Advances in technology, changes to laws in the wake of the 9/11 terrorist attacks and a culture of unaccountability have turned the NSA from conducting foreign surveillance to systematically collecting information about Americans' private communications.
The agency has collected information about millions of Americans' telephone calls and e-mails; its top official has misled Congress about the extent of the NSA's domestic surveillance program; and its world-class cryptographers have deliberately weakened industry-standard algorithms used to protect financially sensitive information on the Internet. This undercuts global confidence in U.S. technologies and industry.
Now, the NSA's 1-million-square-foot data center in Bluffdale is ready to begin sucking up more Americans' data without warrant, and without probable cause. Utah's political representatives and its emerging technology sector need to step up and play an important role in this debate.
Nationally, the mood toward the NSA has changed. Where citizens were once inclined to defer to law enforcement or intelligence activity in the name of fighting terror, this summer's revelations have united Americans against the NSA.
A July 2013 Washington Post-ABC News Poll found that 77 percent of Republicans, 76 percent of independents and 70 percent of Democrats believe the NSA's surveillance intrudes upon American's privacy rights. Additionally, 52 percent of Republicans and 51 percent of Democrats say these intrusions were "not justified."
Yet the Obama administration and the NSA remain unbowed. At a Thursday public hearing on Capitol Hill, NSA Chief Gen. Keith Alexander said the agency wants to create a massive database through which it can rummage for evidence of criminal or terrorist activity.
"Is it the goal of the NSA to collect the phone records of all Americans?" asked Sen. Mark Udall, D-Colo.
"Yes, I believe it is in the nation's best interest to put all the phone records into a lockbox that we could search when the nation needs to do it," said Alexander.
For defenders of constitutional checks and balances, the Obama administration's stance is troubling because the NSA remains unaccountable to Congress or to adversary proceedings before a transparently independent judiciary. The only review of the agency's surveillance techniques are before the Foreign Intelligence Surveillance Court, a secret body of federal judges that hears arguments from only one side: the NSA.
This must change, and the vehicle for a proper legislative response is now squarely before Congress. On Wednesday, Sen. Ron Wyden, D-Ore., joined with Republican and Democratic colleagues (including Udall) to introduce the Intelligence Oversight and Surveillance Reform Act.

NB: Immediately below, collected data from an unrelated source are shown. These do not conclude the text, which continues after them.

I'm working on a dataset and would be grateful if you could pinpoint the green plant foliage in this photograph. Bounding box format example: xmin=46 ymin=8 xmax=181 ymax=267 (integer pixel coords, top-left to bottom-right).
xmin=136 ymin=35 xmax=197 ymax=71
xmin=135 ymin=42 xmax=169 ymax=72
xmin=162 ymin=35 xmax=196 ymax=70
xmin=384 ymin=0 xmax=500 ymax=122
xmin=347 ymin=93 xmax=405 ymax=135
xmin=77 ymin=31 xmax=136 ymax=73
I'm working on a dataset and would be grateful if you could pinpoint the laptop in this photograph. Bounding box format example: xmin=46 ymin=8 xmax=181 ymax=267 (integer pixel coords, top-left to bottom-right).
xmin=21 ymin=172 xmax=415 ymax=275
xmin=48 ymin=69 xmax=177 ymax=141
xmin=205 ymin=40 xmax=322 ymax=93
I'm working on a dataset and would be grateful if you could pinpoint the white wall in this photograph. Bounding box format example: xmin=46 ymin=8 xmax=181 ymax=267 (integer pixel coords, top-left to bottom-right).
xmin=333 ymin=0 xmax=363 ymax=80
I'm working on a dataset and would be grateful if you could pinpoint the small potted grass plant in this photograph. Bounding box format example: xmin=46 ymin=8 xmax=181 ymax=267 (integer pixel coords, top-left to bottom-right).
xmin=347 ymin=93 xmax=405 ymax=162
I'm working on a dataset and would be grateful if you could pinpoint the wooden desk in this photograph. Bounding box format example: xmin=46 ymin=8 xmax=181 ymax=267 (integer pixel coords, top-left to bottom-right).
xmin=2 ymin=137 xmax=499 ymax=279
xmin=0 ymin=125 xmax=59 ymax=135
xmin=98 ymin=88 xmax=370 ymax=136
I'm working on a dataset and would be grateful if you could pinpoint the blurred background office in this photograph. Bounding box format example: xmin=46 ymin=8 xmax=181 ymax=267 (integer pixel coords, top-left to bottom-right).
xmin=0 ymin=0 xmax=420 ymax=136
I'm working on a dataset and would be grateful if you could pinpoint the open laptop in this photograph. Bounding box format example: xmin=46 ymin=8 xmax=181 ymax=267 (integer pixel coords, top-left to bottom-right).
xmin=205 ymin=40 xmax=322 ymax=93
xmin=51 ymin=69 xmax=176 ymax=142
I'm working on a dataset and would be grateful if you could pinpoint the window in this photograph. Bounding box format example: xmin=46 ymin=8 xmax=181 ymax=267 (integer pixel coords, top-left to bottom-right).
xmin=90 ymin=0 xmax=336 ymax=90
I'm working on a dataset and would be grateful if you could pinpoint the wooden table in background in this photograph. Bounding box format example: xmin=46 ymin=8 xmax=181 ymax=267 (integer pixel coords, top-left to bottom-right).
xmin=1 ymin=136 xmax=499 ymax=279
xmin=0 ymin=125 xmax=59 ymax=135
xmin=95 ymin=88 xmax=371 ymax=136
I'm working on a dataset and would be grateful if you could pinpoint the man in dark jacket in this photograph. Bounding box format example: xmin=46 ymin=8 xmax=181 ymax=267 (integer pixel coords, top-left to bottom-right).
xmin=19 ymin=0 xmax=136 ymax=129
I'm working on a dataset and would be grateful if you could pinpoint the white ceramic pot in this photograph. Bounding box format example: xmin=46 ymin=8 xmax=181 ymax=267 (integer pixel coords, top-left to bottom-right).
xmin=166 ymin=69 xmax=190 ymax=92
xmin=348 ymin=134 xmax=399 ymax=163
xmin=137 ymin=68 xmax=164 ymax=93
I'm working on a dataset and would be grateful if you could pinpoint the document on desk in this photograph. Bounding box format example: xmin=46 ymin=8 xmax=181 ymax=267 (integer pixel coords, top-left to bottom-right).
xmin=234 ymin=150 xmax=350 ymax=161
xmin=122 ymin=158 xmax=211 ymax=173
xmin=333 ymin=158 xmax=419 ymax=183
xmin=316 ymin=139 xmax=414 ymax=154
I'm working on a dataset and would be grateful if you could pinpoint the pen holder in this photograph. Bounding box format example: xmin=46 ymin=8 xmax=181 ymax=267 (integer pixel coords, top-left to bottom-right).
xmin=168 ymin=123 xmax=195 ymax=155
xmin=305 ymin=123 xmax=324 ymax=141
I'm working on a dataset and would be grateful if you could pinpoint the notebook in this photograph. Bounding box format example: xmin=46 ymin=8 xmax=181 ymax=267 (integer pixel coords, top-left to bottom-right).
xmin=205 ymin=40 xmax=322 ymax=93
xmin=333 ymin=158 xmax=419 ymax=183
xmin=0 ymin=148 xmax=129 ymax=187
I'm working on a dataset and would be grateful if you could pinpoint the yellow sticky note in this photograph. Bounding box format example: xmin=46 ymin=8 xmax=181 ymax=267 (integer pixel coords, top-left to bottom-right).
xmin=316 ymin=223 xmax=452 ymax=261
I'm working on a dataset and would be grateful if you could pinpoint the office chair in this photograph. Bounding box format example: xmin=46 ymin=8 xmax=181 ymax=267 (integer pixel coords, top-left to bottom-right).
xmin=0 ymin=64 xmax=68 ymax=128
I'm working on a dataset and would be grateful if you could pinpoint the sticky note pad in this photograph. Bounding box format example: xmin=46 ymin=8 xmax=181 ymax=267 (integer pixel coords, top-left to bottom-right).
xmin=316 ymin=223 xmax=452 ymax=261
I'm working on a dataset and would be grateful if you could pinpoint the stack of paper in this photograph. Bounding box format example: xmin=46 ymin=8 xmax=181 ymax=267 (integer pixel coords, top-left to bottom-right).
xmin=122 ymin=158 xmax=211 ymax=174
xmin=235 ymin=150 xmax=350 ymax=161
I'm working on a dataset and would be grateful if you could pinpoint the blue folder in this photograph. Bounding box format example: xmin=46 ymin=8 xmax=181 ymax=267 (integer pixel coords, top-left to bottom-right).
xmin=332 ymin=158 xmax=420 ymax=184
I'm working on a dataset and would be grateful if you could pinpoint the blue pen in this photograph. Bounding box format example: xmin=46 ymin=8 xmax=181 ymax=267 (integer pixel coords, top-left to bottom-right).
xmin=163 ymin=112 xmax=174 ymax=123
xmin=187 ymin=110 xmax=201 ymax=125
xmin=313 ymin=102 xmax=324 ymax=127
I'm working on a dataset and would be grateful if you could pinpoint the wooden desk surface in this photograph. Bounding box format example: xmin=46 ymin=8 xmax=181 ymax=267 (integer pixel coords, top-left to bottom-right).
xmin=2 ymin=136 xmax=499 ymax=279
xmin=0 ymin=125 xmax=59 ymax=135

Among its provisions: prohibiting the bulk collection of records of Americans with no connection to terrorism; prohibiting warrantless searches of Americans' e-mails; creating a constitutional advocate to challenge the NSA in the Foreign Intelligence Surveillance Court;, and permitting a Supreme Court challenge that such surveillance violates the Fourth Amendment.
As Congress begins considering how to make the NSA accountable under law, some legislators may grant the agency greater deference in its intelligence and law enforcement missions.
But Americans cannot claim to be governed by law, and not to be governed by men, without this debate.
"You cannot have the constitutionality of our law interpreted in secret," said Sen. Rand Paul, R-Ky., a co-sponsor of the bill. "The idea of whether we are spying on Americans without warrant is a debate we should have in public."
We agree, and urge legislators to stand by the principles of a robust Fourth Amendment and an accountable constitutional government.